Step 2. Download Required Ancillary Files
Run the following curl commands in your local terminal to download files required to complete later steps in this playbook. You may choose from Python, JavaScript, or Bash.
## JavaScript
curl -L -O https://raw.githubusercontent.com/lmstudio-ai/docs/main/_assets/nvidia-spark-playbook/js/run.js
## Python
curl -L -O https://raw.githubusercontent.com/lmstudio-ai/docs/main/_assets/nvidia-spark-playbook/py/run.py
## Bash
curl -L -O https://raw.githubusercontent.com/lmstudio-ai/docs/main/_assets/nvidia-spark-playbook/bash/run.sh
Step 3. Start the LM Studio API Server
Use lms, LM Studio's CLI to start the server from your terminal. Enable local network access, which allows the LM Studio API server running on your machine to be accessed by all other devices on the same local network (make sure they are trusted devices). To do this, run the following command:
lms server start --bind 0.0.0.0 --port 1234
Test the connectivity between your laptop and your Spark, run the following command in your local terminal
curl http://<SPARK_IP>:1234/api/v1/models
where <SPARK_IP> is your device's IP address." You can find your Spark’s IP address by running this on your Spark:
hostname -I
Step 4. Download a model to your Spark
As an example, let's download and run gpt-oss 120B, one of the best open source models from OpenAI. This model is too large for many laptops due to memory limitations, which makes this a fantastic use case for the Spark.
lms get openai/gpt-oss-120b
This download will take a while due to its large size. Verify that the model has been successfully downloaded by listing your models:
lms ls
Step 5. Load the model
Load the model on your Spark so that it is ready to respond to requests from your laptop.
lms load openai/gpt-oss-120b
Step 6. Set up a simple program that uses LM Studio SDK on the laptop
Install the LM Studio SDKs and use a simple script to send a prompt to your Spark and validate the response. To get started quickly, we provide simple scripts below for Python, Javascript, and Bash. Download the scripts from the Overview page of this playbook and run the corresponding command from the directory containing it.
Note
Within each script, replace
<SPARK_IP>with the IP address of your DGX Spark on your local network.
Javascript
Pre-reqs: User has installed npm and node
npm install @lmstudio/sdk
node run.js
Python
Pre-reqs: User has installed uv
uv run --script run.py
Bash
Pre-reqs: User has installed jq and curl
bash run.sh
Step 7. Next Steps
Try downloading and serving different models from the LM Studio model catalog
Step 8. Cleanup and rollback
Remove and uninstall LM Studio completely if needed. Note that LM Studio stores models separately from the application. Uninstalling LM Studio will not remove downloaded models unless you explicitly delete them.
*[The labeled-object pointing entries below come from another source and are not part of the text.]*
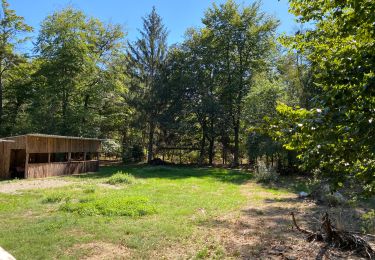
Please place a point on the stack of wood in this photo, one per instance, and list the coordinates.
(340, 239)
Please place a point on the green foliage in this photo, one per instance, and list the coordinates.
(111, 206)
(121, 178)
(111, 147)
(55, 198)
(145, 61)
(265, 173)
(368, 222)
(12, 30)
(336, 135)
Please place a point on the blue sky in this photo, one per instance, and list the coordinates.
(178, 15)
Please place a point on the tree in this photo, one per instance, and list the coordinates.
(336, 136)
(11, 29)
(75, 52)
(146, 58)
(242, 38)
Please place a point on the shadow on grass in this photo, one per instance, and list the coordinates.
(172, 172)
(293, 183)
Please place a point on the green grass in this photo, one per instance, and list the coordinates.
(160, 209)
(121, 178)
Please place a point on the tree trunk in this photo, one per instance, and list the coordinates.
(150, 141)
(202, 145)
(236, 155)
(1, 105)
(211, 151)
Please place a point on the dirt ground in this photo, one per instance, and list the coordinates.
(264, 230)
(261, 230)
(19, 185)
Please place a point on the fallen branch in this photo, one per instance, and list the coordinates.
(343, 240)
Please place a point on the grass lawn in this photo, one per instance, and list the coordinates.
(162, 208)
(158, 213)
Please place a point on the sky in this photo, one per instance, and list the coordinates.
(178, 15)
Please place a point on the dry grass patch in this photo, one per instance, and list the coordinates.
(99, 250)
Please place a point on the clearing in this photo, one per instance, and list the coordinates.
(162, 213)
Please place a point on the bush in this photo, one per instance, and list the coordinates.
(133, 154)
(368, 222)
(111, 147)
(111, 206)
(121, 178)
(264, 173)
(54, 198)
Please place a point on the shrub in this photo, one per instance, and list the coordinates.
(265, 174)
(89, 190)
(109, 206)
(121, 178)
(133, 154)
(54, 198)
(368, 222)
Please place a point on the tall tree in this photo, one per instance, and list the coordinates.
(336, 137)
(242, 38)
(11, 29)
(146, 59)
(75, 52)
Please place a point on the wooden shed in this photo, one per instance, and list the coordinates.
(38, 156)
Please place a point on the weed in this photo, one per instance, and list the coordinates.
(121, 178)
(55, 198)
(265, 174)
(368, 222)
(89, 190)
(111, 206)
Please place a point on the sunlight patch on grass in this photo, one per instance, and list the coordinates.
(121, 178)
(111, 206)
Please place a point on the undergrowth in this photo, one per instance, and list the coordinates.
(121, 178)
(110, 206)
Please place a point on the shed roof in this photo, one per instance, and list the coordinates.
(54, 136)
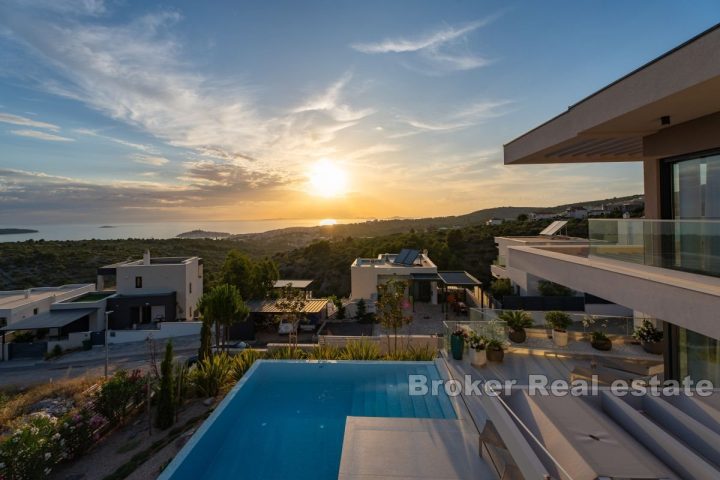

If you want to remove the entire LM Studio application, quit LM Studio from the tray first then move the application to trash.
To uninstall llmster, remove the folder ~/.lmstudio/llmster.
To remove downloaded models, delete the contents of ~/.lmstudio/models/.
Troubleshooting
| Symptom | Cause | Fix |
|---|---|---|
| API returns "model not found" error | Model not downloaded or loaded in LM Studio | Run lms ls to verify download status, then load model with lms load {model-name} |
lms command not found |
PATH issue assuming successful installation | Refresh your shell by running source ~/.bashrc |
| Model load fails - CUDA out of memory | Model too large for available VRAM | Switch to a smaller model or a different quantization |
Note
DGX Spark uses a Unified Memory Architecture (UMA), which enables dynamic memory sharing between the GPU and CPU. With many applications still updating to take advantage of UMA, you may encounter memory issues even when within the memory capacity of DGX Spark. If that happens, manually flush the buffer cache with:
sudo sh -c 'sync; echo 3 > /proc/sys/vm/drop_caches'
For latest known issues, please review the DGX Spark User Guide.